Burgreen has defended his department’s use of force in all but the Mission Valley incident--about which he declines to comment--by saying that officers’ lives were being threatened.

A public police review board has asked to review all shootings since late last year. Burgreen established his own internal review panel last month to look at the agency’s use of deadly force and put Deputy Chief Mike Rice in charge.

But Rice had to resign from the panel when his son, a police officer, shot a man carrying a 3-foot-long stick last month. Burgreen took over the panel.

The department also has endured criticism of its search for a serial killer who has murdered five women since January, all within the same three-mile area.

Advertisement

In the weeks after the last two murders in mid-September, women in the University City and Clairemont areas approached panic, cleaning hardware stores of locks and keeping baseball bats beside their beds.
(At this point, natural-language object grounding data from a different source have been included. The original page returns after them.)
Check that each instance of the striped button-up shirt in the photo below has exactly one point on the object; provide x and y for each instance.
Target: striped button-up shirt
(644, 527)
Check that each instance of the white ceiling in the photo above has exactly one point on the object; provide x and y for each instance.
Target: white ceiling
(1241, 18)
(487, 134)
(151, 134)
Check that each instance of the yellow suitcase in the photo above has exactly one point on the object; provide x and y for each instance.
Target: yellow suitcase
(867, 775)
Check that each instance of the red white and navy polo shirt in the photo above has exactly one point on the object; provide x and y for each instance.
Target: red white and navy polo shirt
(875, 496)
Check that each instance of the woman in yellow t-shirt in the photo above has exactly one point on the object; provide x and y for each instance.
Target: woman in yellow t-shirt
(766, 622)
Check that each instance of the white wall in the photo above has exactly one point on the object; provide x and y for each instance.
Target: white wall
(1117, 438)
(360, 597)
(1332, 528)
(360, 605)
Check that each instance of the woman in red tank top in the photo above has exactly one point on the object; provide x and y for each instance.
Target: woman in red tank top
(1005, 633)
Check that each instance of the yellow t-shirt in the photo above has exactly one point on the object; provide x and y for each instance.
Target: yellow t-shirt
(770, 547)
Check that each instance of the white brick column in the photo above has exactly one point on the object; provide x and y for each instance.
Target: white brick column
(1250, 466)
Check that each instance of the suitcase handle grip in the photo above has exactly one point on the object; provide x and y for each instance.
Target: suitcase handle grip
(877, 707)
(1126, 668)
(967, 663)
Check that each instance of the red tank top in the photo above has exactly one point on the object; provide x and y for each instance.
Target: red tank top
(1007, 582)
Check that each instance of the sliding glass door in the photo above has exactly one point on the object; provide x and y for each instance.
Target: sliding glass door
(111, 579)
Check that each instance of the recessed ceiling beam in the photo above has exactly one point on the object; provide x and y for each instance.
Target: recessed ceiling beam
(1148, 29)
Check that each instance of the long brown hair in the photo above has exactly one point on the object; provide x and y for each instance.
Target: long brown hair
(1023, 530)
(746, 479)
A team of 27 investigators and seven administrators--the largest assembled in the city’s history--is reviewing about 2,000 tips in the case.

That has not stopped some critics from wondering why police didn’t place more detectives on the case after they identified a serial killer in April, when the third stabbing occurred.

And it has not kept the parents of the first victim, 20-year-old Tiffany Schultz, from asking why police delayed sending skin samples--possibly from the serial killer--to a DNA lab for six months.

In an interview with The Times last month, Willard (Bill) Schultz, Tiffany’s father, said he was exasperated with the department.

“Never have I dealt with anything as frustrating as this,” Schultz said. Burgreen said that he sympathizes with family members and that his investigators “want this guy more than anybody they’ve ever gone after.” They are doing all they can to catch the killer, he said, although “no arrests are imminent.”